Date of Award:

1996

Document Type:

Thesis

Degree Name:

Master of Science (MS)

Department:

Psychology

Advisor/Chair:

Lani Van Dusen

Abstract

Research on analogical problem solving has delineated several factors that impact one's ability to spontaneously generate a correct solution strategy to a target problem. These factors include, but are not limited to, type of analogy provided to subjects (i.e., partial versus complete), the level of isomorphism between analogies and target problems, and the solver's level of analogical problem-solving expertise

Recently, researchers have begun to focus on providing solvers with direct instruction on analogical problem-solving processes and strategies in an effort to augment analogical problem-solving ability. The most common type of instruction (i.e., teacher-generated) involves providing direct instruction on problem-solving processes and strategies without input from the solver. A second type of instruction (i.e., learner-generated) that has gained some attention in the literature but has not yet been tested in the realm of analogical problem solving involves learners actively participating in developing analogical problem-solving strategies while being guided by the instructor.
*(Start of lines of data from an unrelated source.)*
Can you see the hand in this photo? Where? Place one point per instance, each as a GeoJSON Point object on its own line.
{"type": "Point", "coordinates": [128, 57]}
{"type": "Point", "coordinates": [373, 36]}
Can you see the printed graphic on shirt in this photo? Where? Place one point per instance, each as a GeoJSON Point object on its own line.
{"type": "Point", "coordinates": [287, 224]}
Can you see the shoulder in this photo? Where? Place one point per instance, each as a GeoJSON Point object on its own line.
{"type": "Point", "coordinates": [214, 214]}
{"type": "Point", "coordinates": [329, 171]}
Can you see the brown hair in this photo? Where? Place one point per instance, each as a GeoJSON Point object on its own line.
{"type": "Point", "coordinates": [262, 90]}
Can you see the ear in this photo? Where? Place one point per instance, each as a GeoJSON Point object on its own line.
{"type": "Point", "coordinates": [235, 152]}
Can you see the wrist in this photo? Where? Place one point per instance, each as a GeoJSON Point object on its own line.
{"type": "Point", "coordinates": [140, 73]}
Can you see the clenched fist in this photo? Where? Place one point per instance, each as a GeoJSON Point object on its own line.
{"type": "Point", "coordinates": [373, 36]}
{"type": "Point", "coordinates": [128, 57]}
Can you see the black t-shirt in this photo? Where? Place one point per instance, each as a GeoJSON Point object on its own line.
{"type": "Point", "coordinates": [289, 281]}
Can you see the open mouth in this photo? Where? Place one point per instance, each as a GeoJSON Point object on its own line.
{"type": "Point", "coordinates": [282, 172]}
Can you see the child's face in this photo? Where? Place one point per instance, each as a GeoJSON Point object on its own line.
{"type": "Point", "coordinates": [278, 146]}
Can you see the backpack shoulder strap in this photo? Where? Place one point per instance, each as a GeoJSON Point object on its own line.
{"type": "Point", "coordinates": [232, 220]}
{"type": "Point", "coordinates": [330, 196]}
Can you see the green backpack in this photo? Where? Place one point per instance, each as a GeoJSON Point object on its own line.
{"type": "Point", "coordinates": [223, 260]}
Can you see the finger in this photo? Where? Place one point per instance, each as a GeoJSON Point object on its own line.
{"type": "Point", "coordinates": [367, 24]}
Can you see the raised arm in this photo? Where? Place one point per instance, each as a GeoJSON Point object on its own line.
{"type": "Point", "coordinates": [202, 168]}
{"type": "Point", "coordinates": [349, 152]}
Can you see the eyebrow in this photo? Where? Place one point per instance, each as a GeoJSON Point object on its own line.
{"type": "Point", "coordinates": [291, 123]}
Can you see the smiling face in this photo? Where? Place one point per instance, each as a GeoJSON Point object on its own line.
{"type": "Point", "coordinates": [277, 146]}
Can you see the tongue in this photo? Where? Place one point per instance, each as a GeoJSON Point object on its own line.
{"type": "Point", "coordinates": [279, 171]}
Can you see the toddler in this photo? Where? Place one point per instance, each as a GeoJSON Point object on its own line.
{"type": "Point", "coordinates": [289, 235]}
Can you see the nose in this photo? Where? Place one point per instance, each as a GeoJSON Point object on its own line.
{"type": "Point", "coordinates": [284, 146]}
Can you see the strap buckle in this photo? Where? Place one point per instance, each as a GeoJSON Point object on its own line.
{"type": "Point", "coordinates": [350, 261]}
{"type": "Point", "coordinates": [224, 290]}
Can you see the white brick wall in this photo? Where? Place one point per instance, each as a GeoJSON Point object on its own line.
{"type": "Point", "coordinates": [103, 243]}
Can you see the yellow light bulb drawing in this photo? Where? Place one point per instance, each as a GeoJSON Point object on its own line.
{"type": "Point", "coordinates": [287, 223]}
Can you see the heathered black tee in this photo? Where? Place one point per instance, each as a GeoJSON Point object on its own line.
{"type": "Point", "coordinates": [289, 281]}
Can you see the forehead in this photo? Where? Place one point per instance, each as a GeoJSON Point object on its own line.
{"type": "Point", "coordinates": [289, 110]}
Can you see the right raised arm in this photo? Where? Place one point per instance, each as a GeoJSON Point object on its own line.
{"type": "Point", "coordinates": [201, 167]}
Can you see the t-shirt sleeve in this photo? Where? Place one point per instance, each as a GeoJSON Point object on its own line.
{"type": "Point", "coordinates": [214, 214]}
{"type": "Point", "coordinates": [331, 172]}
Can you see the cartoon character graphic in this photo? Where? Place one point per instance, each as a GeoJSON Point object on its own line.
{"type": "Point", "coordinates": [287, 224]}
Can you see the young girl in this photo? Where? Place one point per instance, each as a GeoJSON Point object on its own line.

Using an experimental design. the present study examined the differential effects of type of analogue (i.e., partial versus complete), level of expertise (i.e., novice versus expert). and type of training (teacher-generated, learner-generated, or no training) on spontaneous generation of correct solution strategies to two target problems.

Findings indicate that solvers. regardless of training group or ability level. were better able to solve the target problem to the complete analogies than the target problem to the partial analogies. x2 (1, N = 116) = 18, p < .001; d = .85. Moreover, there was no advantage for expert solvers to participate in problem-solving training. However. when examining novice solvers. findings indicate that direct instruction on problem-solving processes and strategies resulted in better performance when solving the partial analogy than did no instruction (d = .61). Also, active participation in the learning process resulted in better performance when solving the partial analogy than did no instruction (d = .80).

Limitations of the study, implications for educators, and recommendations for future studies are provided.